Nada mais eficiente para assustar o cidadão comum europeu do que comparar uma religião "estrangeira" com ideologias totalitárias como o nazi-fascismo
O massacre de 77 noruegueses por Andres Breivik no último dia 22 de julho mostra uma faceta da Europa que muitos preferiam não ver: a da extrema direita radical em busca do resgate de uma Europa branca e cristã idealizada. Contudo, se fizermos uma análise de longa duração da História europeia, observaremos um longo período de paganismo, no qual escandinavos como os antepassados de Breivik adoravam Odin, depois há a ascensão do Cristianismo a partir do século IV, mas que só consegue realmente se estabelecer e esmagar os resquícios das antigas religiões com a força da Inquisição a partir do século XII, e o momento atual o qual muitos filósofos chegam a denominar de descristianização da Europa, tal a diminuição do papel da religião na vida das pessoas, o que pode ser observada no esvaziamento das igrejas e no aumento do número de europeus que se dizem agnósticos ou ateus.
Breivik na verdade não possuía razões concretas para se queixar dos imigrantes islâmicos. A taxa de desemprego na Noruega é de 4% e a população islâmica mal chega a 3%. Do mesmo modo vemos que os muçulmanos são uma pequena minoria em todos os países europeus, mas se tornaram um símbolo de todos os problemas do continente para os extremistas. O país com a maior população islâmica da Europa é a França, com 8% de muçulmanos. Em todos os demais países as porcentagens são menores. A islamofobia, porém, tem se arraigado na sociedade europeia servindo aos mais diversos propósitos.

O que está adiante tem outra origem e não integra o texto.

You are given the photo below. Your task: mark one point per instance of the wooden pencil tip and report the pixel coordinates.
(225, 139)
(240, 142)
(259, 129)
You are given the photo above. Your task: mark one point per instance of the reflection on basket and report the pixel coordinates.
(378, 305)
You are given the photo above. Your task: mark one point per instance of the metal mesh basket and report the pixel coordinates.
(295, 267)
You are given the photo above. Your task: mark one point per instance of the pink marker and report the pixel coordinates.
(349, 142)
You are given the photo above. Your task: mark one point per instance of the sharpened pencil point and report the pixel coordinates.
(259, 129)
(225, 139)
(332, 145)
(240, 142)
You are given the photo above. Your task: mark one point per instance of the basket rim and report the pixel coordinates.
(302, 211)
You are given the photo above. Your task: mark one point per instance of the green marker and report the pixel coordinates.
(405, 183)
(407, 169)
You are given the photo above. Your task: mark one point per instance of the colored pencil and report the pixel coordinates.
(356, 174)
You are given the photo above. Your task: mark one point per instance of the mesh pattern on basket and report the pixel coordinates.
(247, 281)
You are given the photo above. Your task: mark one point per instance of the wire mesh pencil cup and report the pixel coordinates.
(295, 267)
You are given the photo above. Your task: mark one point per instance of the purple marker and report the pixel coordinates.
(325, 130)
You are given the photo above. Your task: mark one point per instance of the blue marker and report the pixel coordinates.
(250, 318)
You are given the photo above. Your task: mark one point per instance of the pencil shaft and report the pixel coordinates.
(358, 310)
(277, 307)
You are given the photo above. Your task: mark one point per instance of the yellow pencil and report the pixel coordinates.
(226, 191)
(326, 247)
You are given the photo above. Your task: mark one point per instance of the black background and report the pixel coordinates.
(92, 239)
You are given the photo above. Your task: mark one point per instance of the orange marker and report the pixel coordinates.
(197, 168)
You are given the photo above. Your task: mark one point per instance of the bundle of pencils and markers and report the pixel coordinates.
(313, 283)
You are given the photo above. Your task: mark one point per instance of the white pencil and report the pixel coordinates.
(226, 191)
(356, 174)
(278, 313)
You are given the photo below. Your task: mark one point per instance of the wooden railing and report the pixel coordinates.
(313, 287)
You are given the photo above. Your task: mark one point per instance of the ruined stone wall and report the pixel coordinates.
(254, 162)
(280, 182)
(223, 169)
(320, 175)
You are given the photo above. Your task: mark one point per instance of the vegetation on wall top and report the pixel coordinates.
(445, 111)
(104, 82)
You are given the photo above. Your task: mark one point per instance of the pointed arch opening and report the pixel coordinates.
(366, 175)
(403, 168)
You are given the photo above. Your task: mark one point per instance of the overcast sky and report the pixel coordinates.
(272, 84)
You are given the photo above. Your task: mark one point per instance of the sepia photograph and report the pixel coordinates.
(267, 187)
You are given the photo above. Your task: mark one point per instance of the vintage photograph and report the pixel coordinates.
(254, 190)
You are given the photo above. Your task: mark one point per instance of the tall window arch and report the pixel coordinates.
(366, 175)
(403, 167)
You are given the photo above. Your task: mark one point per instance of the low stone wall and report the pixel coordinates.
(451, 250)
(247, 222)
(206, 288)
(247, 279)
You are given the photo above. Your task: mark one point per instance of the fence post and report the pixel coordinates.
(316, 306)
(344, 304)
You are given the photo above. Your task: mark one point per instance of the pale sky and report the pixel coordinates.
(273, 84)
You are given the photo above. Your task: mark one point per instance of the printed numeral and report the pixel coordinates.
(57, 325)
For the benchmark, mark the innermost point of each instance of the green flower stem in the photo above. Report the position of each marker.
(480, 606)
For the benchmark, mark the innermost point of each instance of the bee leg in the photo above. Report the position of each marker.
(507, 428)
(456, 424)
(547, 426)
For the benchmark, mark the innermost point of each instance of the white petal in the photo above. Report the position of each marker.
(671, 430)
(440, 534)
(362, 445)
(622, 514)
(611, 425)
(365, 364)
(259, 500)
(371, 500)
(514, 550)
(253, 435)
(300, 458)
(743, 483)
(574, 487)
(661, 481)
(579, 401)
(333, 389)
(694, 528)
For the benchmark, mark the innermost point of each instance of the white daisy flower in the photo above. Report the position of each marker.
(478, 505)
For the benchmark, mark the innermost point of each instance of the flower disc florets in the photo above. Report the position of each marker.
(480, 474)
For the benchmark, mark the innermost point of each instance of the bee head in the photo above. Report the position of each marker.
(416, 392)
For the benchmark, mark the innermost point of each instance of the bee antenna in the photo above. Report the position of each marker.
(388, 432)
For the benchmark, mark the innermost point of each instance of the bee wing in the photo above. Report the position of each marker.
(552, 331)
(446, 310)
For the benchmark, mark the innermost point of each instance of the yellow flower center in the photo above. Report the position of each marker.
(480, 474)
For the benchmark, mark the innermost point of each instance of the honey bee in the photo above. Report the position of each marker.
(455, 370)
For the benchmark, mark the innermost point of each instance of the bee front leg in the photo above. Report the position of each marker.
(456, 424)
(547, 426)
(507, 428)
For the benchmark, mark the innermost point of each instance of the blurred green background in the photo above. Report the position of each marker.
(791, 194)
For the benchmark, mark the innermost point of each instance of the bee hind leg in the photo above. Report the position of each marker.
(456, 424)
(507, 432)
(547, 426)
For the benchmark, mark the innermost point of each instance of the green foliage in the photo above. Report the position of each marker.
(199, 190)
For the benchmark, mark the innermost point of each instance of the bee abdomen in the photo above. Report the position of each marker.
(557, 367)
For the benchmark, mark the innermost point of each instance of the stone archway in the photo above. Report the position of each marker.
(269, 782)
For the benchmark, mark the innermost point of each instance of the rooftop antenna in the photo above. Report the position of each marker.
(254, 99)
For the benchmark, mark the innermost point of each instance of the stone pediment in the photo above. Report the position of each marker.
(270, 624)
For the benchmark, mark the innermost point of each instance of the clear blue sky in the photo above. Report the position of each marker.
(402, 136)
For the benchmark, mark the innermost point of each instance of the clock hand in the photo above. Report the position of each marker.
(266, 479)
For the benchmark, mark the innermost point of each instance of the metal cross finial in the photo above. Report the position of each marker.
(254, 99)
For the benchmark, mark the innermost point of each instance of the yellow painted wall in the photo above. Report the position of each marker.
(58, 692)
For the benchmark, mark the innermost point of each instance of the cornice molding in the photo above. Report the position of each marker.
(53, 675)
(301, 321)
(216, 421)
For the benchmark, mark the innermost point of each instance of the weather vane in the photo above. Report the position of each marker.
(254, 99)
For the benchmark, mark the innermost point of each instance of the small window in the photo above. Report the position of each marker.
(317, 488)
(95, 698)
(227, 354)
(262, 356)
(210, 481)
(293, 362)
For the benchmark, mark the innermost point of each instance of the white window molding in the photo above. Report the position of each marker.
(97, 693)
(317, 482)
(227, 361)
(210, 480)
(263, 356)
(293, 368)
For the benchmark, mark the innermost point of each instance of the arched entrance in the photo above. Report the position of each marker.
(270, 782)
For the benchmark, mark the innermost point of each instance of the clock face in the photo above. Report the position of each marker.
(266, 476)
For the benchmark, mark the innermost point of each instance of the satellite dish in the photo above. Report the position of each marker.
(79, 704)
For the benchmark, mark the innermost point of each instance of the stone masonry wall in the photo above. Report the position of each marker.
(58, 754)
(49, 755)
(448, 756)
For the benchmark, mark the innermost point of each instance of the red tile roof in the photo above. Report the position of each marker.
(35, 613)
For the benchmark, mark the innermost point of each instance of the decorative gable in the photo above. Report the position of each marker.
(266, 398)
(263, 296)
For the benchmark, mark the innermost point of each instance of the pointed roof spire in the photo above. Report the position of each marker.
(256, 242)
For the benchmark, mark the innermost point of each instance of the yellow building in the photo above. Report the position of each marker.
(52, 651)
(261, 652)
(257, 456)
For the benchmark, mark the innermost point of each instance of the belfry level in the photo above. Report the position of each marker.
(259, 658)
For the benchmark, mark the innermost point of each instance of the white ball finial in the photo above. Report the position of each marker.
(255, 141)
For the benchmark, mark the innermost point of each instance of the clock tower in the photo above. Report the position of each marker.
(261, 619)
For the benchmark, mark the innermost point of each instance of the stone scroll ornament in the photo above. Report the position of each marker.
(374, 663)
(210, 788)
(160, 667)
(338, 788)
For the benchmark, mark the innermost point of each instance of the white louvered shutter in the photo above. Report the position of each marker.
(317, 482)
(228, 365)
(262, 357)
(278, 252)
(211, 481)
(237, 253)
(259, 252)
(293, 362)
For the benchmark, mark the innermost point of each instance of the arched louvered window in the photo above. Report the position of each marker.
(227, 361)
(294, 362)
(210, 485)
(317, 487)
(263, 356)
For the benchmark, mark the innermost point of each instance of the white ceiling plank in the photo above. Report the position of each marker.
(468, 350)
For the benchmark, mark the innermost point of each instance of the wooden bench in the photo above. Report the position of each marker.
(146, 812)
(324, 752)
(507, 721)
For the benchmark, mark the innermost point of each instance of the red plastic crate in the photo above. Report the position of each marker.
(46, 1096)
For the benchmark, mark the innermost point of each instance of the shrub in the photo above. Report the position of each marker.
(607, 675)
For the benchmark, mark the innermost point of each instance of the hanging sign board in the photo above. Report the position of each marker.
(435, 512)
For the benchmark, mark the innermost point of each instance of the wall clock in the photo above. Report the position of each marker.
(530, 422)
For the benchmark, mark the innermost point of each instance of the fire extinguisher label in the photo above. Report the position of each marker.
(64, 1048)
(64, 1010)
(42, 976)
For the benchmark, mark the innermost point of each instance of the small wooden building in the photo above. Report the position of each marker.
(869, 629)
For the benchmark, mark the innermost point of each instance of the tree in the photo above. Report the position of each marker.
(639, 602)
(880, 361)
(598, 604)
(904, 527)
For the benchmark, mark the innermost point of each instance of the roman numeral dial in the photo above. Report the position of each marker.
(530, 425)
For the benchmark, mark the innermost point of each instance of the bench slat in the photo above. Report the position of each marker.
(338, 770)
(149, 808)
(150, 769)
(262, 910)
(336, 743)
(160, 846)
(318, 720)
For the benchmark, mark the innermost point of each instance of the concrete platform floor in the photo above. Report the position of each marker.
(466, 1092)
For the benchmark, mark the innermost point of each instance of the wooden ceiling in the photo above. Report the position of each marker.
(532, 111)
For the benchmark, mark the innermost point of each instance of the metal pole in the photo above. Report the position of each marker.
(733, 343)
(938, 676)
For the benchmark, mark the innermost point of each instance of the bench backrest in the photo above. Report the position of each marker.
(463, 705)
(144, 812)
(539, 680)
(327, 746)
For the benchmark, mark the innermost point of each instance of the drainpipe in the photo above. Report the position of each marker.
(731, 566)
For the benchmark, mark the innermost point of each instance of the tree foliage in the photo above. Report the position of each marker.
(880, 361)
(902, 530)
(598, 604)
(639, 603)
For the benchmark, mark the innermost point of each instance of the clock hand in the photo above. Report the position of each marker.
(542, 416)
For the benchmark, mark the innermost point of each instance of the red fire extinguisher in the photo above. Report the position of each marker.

Com o conflito na ex-Iugoslávia, difundiram-se, a partir da extrema direita radical, argumentos sérvios atacando a "islamização da Europa" e associando o islamismo ao nazismo. O resultado de tal ódio foi a "limpeza étnica" liderada por Slobodan Milosevic. Após os atentados de 11 de Setembro de 2001, os neoconservadores norte-americanos e a extrema direita israelense desencadearam uma luta contra o que chamavam de "islamofascismo". Nada mais eficiente para assustar o cidadão comum europeu do que comparar uma religião "estrangeira" com ideologias totalitárias como o nazifascismo.
Em outubro do ano passado a primeira-ministra alemã, Angela Merkel, afirmou que o multiculturalismo europeu fracassou, e um best-seller no país escrito pelo ex-membro do Banco Central alemão Thilo Sarrazin tentou provar com pretensos dados científicos a inferioridade genética dos muçulmanos e o "perigo" da substituição da "raça pura" alemã pelos "inferiores". Na França, Marine Le Pen, filha do líder de extrema direita Jean Marie Le Pen, propôs o fim do princípio do jus solis para obtenção da cidadania francesa e também comparou a imigração islâmica à ocupação nazista do país. Em 2009 a Suíça realizou com grande estardalhaço um referendo pela proibição da construção de minaretes (as cúpulas das mesquitas), por supostamente descaracterizarem a arquitetura local, e saiu vitorioso com 54% dos votos. Detalhe: a Suíça, com 4% de população islâmica possuía apenas quatro mesquitas com minaretes em todo o país. Uma piada, se não fosse verdade.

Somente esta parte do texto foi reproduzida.